Even states that do not have a parity law in place have partial parity laws or parity laws in progress.
Medicare has opened up dozens of new avenues for telemedicine in recent months, but keep in mind you might only be covered for a telemedicine appointment if it is (A) medically necessary and (B) the doctor follows Medicare guidelines for the telemedicine consultation.
48 US states currently have policies in place that allows Medicaid to cover various telemedicine services, including patient-doctor communication, remote monitoring and mobile health.
Be aware of state and insurance policies, because you may decide it is simpler to pay out-of-pocket for telemedicine appointments. These appointments are significantly cheaper than in-office visits. Patients who want to skip the hassle of insurance or who do not have insurance choose to pay the $40-$50 themselves.
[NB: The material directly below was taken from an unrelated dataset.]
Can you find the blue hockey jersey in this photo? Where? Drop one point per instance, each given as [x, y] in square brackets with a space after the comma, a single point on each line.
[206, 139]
Yes, however always make sure that your provider offers HIPAA Compliant Texting. You can rest assure most providers are using HIPAA compliant video and text.
Patient benefits aren’t limited to lower costs alone. Other patient advantages include:
· No need to take time off of work
· No need to find a babysitter
· Contact providers after-hours and on-demand
· Skip the long drive to specialists
· Avoid contagious disease
· Maximize your time
Telemedicine is making people healthier and happier with accessible care, especially during this pandemic.
Armed with knowledge about the costs, insurance operations and other patient benefits of telemedicine, you might want to schedule an appointment with a skilled telehealth provider.